NIFi configuration best practices
Typical settings for Linux may not be suitable for I/O intensive applications such as NiFi. For the areas of the operating system used, the requirements of the distribution may vary.
The guidelines below may be helpful in improving compatibility between NiFi and your operating system.
For the best application of the recommendations, you should refer to the documentation for a specific distribution.
Increase the number of file handles
NiFi could potentially have a very large number of open file handles at any given time.
File handles are integer identifiers that define data structures. The Linux kernel refers to these structures as file structures because they describe open files. The file structure index is a file handle.
To change the open file limit, you need to edit /etc/security/limits.conf, a file that sets resource limits for users logged in through PAMPrivileged Access Management (PAM).
To do this, for all user groups, increase the value of the nofile
parameter — the maximum number of open files for types hard
and soft
, by adding the following lines to /etc/security/limits.conf:
* hard nofile 50000 * soft nofile 50000
It is necessary to take into account the size of the operating system kernel memory when increasing the limit.
Increase the number of forked processes
NiFi can be configured to create a significant number of flows. To increase the allowed number, you also need to edit the /etc/security/limits.conf file.
To do this, for all user groups, increase the value of the nproc
parameter — the maximum number of processes for the hard
and soft
types, by adding the following lines to /etc/security/limits.conf:
* hard nproc 10000 * soft nproc 10000
And also, if available, you need to edit the /etc/security/limits.d/90-nproc.conf or /etc/security/limits.d/20-nproc.conf file, which overrides the nproc
value specified in the /etc /security/limits.conf file. In this file, it is necessary for all user groups to increase the value of the nproc
parameter — the maximum number of processes for the soft
type, by adding the line:
* soft nproc 10000
Increase the number of available TCP socket ports
The number of available TCP socket ports is especially important if your thread will be setting up and dropping a large number of sockets in a short period of time.
To set the maximum number of TCP sockets, run the command:
$ sudo sysctl -w net.ipv4.ip_local_port_range="10000 65000"
Set the duration of the TIMED_WAIT state for sockets
TIME_WAIT is the state of the server socket in which it will time out in order to collect randomly delayed packets on the network. The timeout duration can be changed to allow you to quickly configure and disable new sockets.
The following commands are used to change the timeout duration:
-
for distributions with kernel 2.6:
$ sudo sysctl -w net.ipv4.netfilter.ip_conntrack_tcp_timeout_time_wait="1"
-
for distributions with kernel 3.0:
$ sudo sysctl -w net.netfilter.nf_conntrack_tcp_timeout_time_wait="1"
Disable swap option
The swap setting affects the kernel’s preference to move memory pages from applications to the swap page rather than releasing memory from the cache.

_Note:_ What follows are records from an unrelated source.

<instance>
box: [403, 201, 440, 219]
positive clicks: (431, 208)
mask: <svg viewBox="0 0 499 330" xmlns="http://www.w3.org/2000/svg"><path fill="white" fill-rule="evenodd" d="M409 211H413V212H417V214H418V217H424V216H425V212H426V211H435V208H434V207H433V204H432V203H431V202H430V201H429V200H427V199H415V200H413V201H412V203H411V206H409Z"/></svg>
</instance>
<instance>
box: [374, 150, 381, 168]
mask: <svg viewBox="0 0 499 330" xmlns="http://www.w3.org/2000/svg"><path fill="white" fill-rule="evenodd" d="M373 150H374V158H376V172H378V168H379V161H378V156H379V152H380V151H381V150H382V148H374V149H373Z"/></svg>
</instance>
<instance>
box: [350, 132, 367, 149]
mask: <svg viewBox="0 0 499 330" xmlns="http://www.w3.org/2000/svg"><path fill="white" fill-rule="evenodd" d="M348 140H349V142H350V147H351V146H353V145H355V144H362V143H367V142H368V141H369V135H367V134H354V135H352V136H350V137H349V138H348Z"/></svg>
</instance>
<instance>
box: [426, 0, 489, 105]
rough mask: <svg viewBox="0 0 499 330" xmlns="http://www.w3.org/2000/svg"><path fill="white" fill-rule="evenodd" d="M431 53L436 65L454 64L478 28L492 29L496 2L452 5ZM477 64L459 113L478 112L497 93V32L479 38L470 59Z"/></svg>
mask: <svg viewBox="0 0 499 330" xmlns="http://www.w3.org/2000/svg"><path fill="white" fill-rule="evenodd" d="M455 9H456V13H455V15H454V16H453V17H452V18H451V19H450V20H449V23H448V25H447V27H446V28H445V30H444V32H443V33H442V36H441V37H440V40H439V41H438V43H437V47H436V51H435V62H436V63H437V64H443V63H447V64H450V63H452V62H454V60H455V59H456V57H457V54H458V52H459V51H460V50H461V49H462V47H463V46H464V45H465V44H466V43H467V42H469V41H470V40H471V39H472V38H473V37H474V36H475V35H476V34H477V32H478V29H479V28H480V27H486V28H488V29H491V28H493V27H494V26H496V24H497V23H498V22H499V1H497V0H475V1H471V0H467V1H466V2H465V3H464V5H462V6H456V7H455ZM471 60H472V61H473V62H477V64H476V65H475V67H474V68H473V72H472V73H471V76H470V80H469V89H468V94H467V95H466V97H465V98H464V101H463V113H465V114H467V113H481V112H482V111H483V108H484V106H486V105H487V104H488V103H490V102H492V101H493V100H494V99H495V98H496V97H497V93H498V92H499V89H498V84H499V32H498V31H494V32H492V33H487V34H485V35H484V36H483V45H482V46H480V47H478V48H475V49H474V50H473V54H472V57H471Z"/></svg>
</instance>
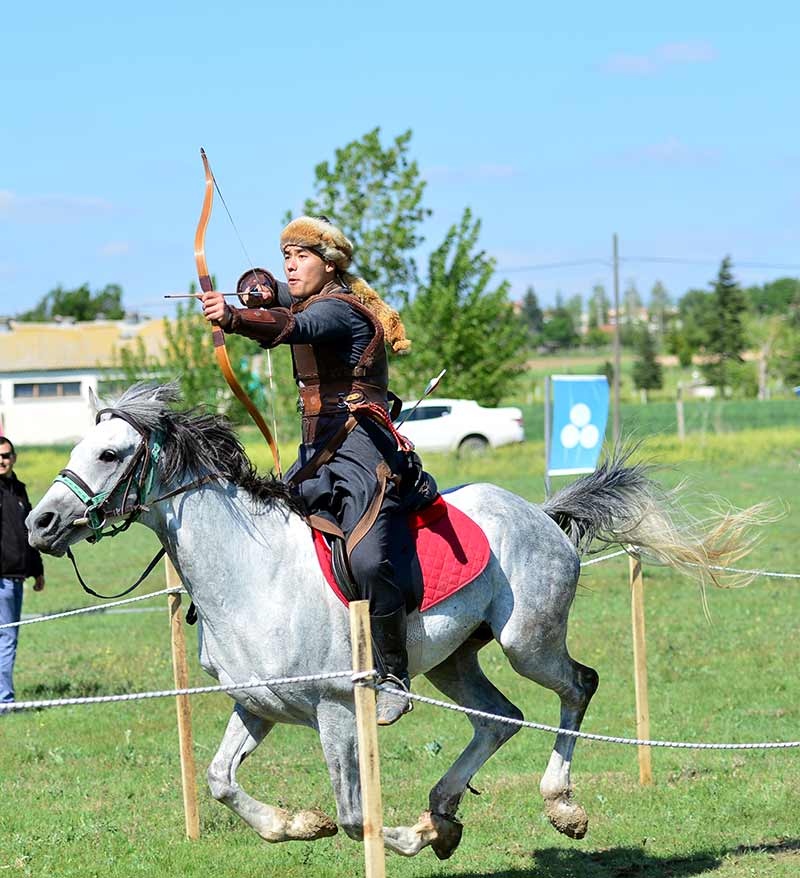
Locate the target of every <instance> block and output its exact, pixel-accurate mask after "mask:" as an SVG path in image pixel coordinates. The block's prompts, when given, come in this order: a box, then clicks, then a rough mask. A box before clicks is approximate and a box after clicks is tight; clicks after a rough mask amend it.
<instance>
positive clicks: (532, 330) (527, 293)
mask: <svg viewBox="0 0 800 878" xmlns="http://www.w3.org/2000/svg"><path fill="white" fill-rule="evenodd" d="M522 319H523V321H524V322H525V324H526V326H527V327H528V332H529V333H530V334H531V336H534V337H535V336H538V335H539V333H540V332H541V331H542V327H543V326H544V314H543V313H542V309H541V308H540V307H539V299H538V298H537V297H536V291H535V290H534V289H533V287H528V289H527V290H525V295H524V296H523V298H522Z"/></svg>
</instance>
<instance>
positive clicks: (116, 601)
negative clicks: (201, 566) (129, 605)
mask: <svg viewBox="0 0 800 878" xmlns="http://www.w3.org/2000/svg"><path fill="white" fill-rule="evenodd" d="M165 594H188V592H187V591H186V589H185V588H162V589H161V591H149V592H148V593H147V594H140V595H138V596H137V597H135V598H125V599H124V600H121V601H110V602H109V603H107V604H93V605H92V606H91V607H78V609H77V610H64V612H63V613H50V614H49V615H47V616H44V615H43V616H34V617H33V618H32V619H21V620H20V621H19V622H7V623H6V624H5V625H0V630H2V629H3V628H19V626H20V625H33V624H34V622H52V621H53V619H66V618H68V617H69V616H81V615H83V614H84V613H101V612H103V611H105V610H110V609H111V608H112V607H121V606H123V605H124V604H135V603H137V602H138V601H146V600H148V599H149V598H156V597H160V596H162V595H165Z"/></svg>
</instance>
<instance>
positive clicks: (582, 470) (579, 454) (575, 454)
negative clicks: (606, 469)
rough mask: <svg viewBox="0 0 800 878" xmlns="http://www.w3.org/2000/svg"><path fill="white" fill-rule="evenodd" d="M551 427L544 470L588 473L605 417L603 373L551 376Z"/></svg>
mask: <svg viewBox="0 0 800 878" xmlns="http://www.w3.org/2000/svg"><path fill="white" fill-rule="evenodd" d="M552 383H553V430H552V441H551V444H550V459H549V461H548V473H549V474H550V475H571V474H573V473H586V472H592V471H593V470H594V469H595V467H596V466H597V460H598V458H599V456H600V448H601V447H602V444H603V437H604V436H605V431H606V422H607V420H608V380H607V379H606V377H605V375H553V376H552Z"/></svg>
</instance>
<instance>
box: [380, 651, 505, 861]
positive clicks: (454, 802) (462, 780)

To improve the efficiency of NiFi, it is recommended to set the swappiness
parameter to zero. This ensures that if memory is limited, the page cache will be reduced in an attempt to reclaim memory before the application’s pages are moved to swap space.
To disable the swap option, you need to edit /etc/sysctl.conf, the file that controls kernel options.
You need to add the following line:
vm.swappiness = 0
For partitions handling different NiFi repositories, disable the atime
parameter — a field to write the timestamp. This can cause an unexpected bandwidth spike. To do this, in the /etc/fstab file (which is used to configure mount options for various block devices, disk partitions, and remote file systems), add the noatime
parameter for the partitions of interest, which completely disables the recording of file access time.
Increase the hardware resources
For efficient operation of NiFi, it is recommended:
-
If possible, use separate servers or racks for NiFi instances.
-
Provide HA (High Availability) in accordance with the requirements described in the Hardware requirements article.